Make your own rustic breads with fresh ingredients from the garden
Artisan breads at home
James Carrier
A round of Garden Tomato Bread.

Recipes:

Leek and Walnut Bread

Garden Tomato Bread

Zucchini Bread with Moroccan Spices

Mornings often find Lou Preston, owner and winemaker of Preston Vineyards near Healdsburg, California, mixing bread dough, not cuvées, and deftly loading his brick oven with dozens of uniform loaves.

Heavy wood farmhouse tables cohabit amicably with gleaming stainless steel equipment in the winery’s commercial bakery, an arrangement echoed by the way Preston keeps track of the recipes for his artisan breads ― on a floury Palm Pilot in his pocket.

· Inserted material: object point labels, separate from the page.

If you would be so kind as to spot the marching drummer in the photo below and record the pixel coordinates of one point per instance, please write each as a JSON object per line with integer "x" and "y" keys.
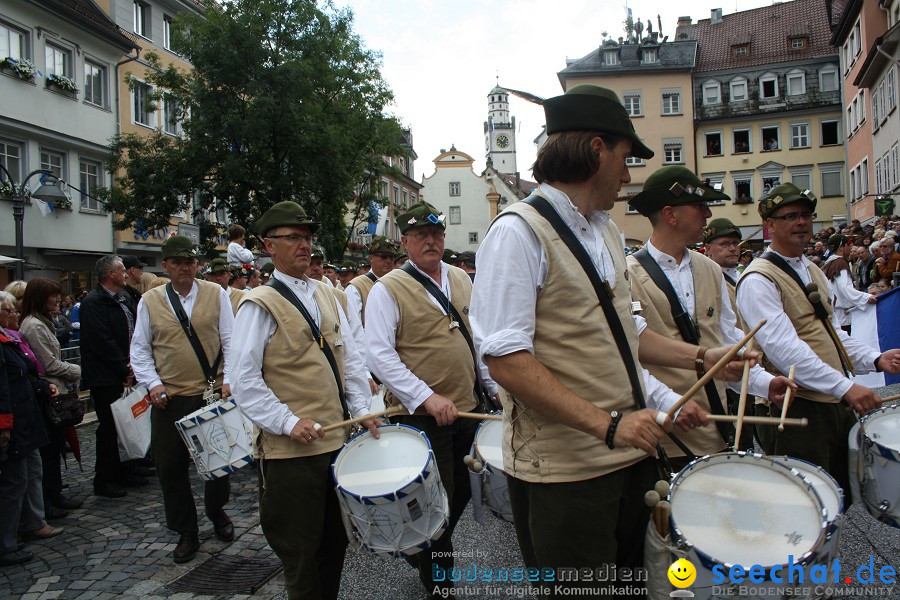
{"x": 287, "y": 385}
{"x": 179, "y": 376}
{"x": 773, "y": 287}
{"x": 415, "y": 318}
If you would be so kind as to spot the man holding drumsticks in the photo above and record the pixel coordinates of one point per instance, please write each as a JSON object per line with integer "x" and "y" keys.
{"x": 774, "y": 287}
{"x": 286, "y": 384}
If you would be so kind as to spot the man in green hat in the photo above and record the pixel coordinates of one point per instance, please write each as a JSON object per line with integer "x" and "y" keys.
{"x": 175, "y": 373}
{"x": 285, "y": 384}
{"x": 797, "y": 332}
{"x": 676, "y": 201}
{"x": 580, "y": 442}
{"x": 416, "y": 347}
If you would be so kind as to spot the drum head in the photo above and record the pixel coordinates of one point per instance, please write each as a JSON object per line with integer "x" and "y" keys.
{"x": 745, "y": 509}
{"x": 369, "y": 467}
{"x": 489, "y": 443}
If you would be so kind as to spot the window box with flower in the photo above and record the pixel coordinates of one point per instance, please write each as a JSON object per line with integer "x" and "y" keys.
{"x": 20, "y": 67}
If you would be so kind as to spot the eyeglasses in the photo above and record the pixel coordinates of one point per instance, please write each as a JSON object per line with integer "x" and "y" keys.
{"x": 420, "y": 235}
{"x": 794, "y": 217}
{"x": 292, "y": 238}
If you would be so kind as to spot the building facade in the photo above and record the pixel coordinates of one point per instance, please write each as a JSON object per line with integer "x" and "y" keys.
{"x": 59, "y": 119}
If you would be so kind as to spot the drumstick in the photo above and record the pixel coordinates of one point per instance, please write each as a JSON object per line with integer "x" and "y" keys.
{"x": 388, "y": 412}
{"x": 482, "y": 416}
{"x": 787, "y": 398}
{"x": 750, "y": 420}
{"x": 742, "y": 401}
{"x": 715, "y": 369}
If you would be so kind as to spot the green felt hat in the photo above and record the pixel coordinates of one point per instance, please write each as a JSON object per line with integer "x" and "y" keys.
{"x": 420, "y": 214}
{"x": 782, "y": 195}
{"x": 719, "y": 228}
{"x": 283, "y": 214}
{"x": 673, "y": 186}
{"x": 179, "y": 246}
{"x": 592, "y": 108}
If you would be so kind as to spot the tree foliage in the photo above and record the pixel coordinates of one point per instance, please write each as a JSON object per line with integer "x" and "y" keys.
{"x": 283, "y": 102}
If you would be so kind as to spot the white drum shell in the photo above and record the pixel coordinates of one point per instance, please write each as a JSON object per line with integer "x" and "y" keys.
{"x": 218, "y": 437}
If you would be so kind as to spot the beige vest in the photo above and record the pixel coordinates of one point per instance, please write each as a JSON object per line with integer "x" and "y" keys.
{"x": 235, "y": 296}
{"x": 573, "y": 341}
{"x": 800, "y": 311}
{"x": 363, "y": 285}
{"x": 176, "y": 362}
{"x": 297, "y": 372}
{"x": 655, "y": 309}
{"x": 436, "y": 354}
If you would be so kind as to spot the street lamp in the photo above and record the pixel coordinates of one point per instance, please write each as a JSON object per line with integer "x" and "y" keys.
{"x": 48, "y": 192}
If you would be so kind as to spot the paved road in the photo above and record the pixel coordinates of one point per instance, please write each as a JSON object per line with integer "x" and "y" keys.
{"x": 120, "y": 548}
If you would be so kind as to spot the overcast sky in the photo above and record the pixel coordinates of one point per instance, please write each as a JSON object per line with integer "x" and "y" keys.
{"x": 442, "y": 58}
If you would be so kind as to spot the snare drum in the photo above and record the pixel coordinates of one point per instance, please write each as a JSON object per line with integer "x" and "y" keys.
{"x": 390, "y": 491}
{"x": 219, "y": 439}
{"x": 880, "y": 449}
{"x": 488, "y": 449}
{"x": 747, "y": 509}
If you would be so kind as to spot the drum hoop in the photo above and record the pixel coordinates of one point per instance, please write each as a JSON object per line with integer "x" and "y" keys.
{"x": 707, "y": 558}
{"x": 423, "y": 475}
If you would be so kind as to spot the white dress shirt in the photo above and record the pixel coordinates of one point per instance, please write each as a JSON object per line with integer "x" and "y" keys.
{"x": 758, "y": 298}
{"x": 238, "y": 255}
{"x": 681, "y": 276}
{"x": 512, "y": 267}
{"x": 142, "y": 362}
{"x": 253, "y": 329}
{"x": 382, "y": 319}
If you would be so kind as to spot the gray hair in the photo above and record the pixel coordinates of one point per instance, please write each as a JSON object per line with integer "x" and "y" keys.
{"x": 104, "y": 265}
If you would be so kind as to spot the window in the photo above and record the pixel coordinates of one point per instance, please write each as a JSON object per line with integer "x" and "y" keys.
{"x": 53, "y": 162}
{"x": 768, "y": 87}
{"x": 799, "y": 135}
{"x": 94, "y": 84}
{"x": 741, "y": 141}
{"x": 141, "y": 105}
{"x": 90, "y": 181}
{"x": 59, "y": 61}
{"x": 167, "y": 32}
{"x": 828, "y": 81}
{"x": 770, "y": 138}
{"x": 672, "y": 151}
{"x": 633, "y": 103}
{"x": 796, "y": 82}
{"x": 171, "y": 123}
{"x": 743, "y": 189}
{"x": 714, "y": 143}
{"x": 142, "y": 18}
{"x": 738, "y": 89}
{"x": 671, "y": 102}
{"x": 711, "y": 93}
{"x": 12, "y": 43}
{"x": 11, "y": 159}
{"x": 830, "y": 132}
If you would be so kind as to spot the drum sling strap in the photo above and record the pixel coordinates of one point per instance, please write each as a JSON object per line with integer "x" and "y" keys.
{"x": 288, "y": 295}
{"x": 482, "y": 395}
{"x": 688, "y": 333}
{"x": 818, "y": 307}
{"x": 208, "y": 371}
{"x": 609, "y": 311}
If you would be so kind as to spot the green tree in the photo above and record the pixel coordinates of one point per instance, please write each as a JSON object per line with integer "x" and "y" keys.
{"x": 284, "y": 102}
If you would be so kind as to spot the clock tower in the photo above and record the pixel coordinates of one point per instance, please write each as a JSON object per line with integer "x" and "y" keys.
{"x": 500, "y": 132}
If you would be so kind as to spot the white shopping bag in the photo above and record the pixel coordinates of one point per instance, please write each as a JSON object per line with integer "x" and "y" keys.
{"x": 131, "y": 413}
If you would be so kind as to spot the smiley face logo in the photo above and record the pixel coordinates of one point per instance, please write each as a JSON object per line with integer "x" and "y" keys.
{"x": 682, "y": 573}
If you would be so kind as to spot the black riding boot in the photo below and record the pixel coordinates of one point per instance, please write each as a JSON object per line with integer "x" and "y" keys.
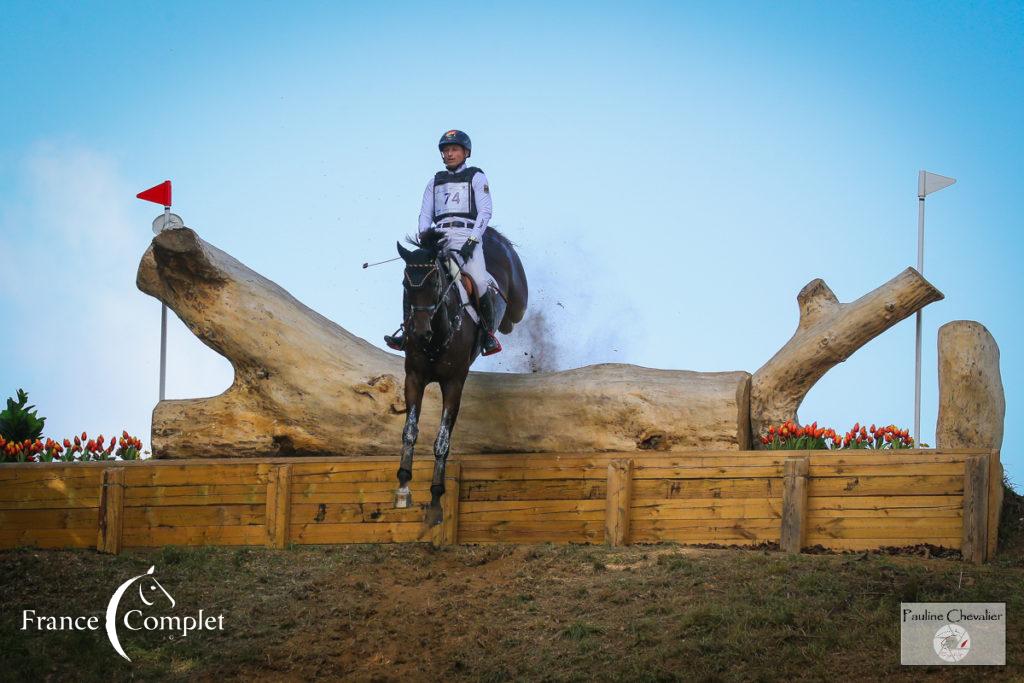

Much of what grows on the winery grounds ― vegetables, herbs, olives, even the grapes themselves ― finds its way into Preston’s crusty loaves. It makes sense that a passion for baking bread would coincide with a passion for making wine.

Both depend on warm weather to ripen the harvest that imbues them with the character of the place where they were made; both develop the best flavor from a long, cool fermentation; and for both, a successful blend of flavors depends on no one element overwhelming the rest.

Combinations like leek and walnut and tomato and herb inspired us to adapt Preston’s recipes and techniques for the home kitchen. We offer them here, along with tips and shortcuts, in the cause of making artisans of us all.